展覧会を見物する前にどんな人か知っておくのも有益である、早速座ってみる。
ベートーヴェンの音楽とミケランジェロの造型に魅了されたらしい、「芸術は生きるために必要なもの」で「つぼは彫刻である」という信念をもっていたらしい。
青磁に魅了されたのは五十歳のころ、日本で知るものがいなかったので独学で習得したらしい。
さて展覧会へー東京国立近代美術館は工芸館の岡部嶺男の回顧展だ、初日ということでがらがらである。
早速引き締まった造形感覚が僕たちを魅了する、この人独特なのは縄目文様だ。
なんでも荒縄を巻きつけた叩き棒で土をたたいて作っていくという、その迫力たるや尋常ではない。
中には展示11の「青織部縄文塊」のようにうつわとしての口を持たない作品まである!
具象的な絵画表現を好まなかったようで、華麗さはないが男性的な荒々しさが満ちる。
この人の作陶は日本古来の伝統に基づいたものと、中国青磁の影響を受けたものとに二分されよう。
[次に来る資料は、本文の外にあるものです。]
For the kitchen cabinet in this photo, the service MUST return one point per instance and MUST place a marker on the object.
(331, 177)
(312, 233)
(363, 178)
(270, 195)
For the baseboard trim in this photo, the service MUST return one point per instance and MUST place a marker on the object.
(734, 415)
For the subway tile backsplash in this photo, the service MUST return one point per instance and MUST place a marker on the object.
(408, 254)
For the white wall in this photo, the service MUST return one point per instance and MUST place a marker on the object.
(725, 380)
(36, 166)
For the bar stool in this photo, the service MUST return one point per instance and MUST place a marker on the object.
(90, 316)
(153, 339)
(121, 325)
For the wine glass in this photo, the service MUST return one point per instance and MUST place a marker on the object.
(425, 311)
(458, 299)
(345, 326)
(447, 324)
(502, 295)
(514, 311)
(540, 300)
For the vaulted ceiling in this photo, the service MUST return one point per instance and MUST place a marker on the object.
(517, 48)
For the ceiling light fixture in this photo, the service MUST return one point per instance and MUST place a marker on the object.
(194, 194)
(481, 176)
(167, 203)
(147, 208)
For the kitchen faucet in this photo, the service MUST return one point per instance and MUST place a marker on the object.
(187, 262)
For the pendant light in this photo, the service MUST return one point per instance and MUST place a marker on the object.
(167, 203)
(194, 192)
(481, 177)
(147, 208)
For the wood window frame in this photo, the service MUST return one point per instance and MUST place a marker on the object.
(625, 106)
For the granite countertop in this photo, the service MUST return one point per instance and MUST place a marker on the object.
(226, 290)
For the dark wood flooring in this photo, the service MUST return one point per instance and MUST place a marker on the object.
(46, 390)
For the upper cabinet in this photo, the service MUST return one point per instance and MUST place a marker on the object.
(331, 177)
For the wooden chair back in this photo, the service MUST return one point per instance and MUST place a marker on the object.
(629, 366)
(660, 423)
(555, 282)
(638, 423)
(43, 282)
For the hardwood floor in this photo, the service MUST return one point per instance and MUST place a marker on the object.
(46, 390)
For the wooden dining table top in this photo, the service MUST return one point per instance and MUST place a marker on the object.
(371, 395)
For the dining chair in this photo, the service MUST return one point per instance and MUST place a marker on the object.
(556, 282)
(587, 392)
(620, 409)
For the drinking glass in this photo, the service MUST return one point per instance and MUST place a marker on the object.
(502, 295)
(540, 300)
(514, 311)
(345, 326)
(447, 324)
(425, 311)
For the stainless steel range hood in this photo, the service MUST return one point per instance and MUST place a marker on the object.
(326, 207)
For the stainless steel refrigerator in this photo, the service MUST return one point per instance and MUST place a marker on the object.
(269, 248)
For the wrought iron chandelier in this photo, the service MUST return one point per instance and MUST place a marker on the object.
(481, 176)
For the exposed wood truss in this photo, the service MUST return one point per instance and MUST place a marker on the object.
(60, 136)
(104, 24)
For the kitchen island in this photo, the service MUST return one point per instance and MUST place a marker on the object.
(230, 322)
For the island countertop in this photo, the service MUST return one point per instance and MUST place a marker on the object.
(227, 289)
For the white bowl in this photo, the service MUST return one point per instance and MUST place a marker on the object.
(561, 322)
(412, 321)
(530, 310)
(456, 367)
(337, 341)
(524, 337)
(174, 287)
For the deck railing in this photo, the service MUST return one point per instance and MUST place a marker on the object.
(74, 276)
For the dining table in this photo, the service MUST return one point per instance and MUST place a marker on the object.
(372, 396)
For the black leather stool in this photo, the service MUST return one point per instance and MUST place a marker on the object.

青磁とは行っても陶土を用いるため磁器と区別して別の漢字を当てる。
これまたこの人個性的な「二重貫入」がでてくる。
言葉はおどろおどろしいが、要はひび割れだ。
表面にあらわれたものと釉の途中で止まっているものとをいうそうだ。
会場ではこの人の愛したベートーヴェン弦楽四重奏曲も流れていていい雰囲気だ。
お堀の桜はまだ咲いていないが、今日山種の桜のチケットが送られてきた。
近代美術館本館「愛光」、昭和館「手塚治虫の漫画の原点」も開催される。
ちょくちょくあちら方面に足を運ぼう。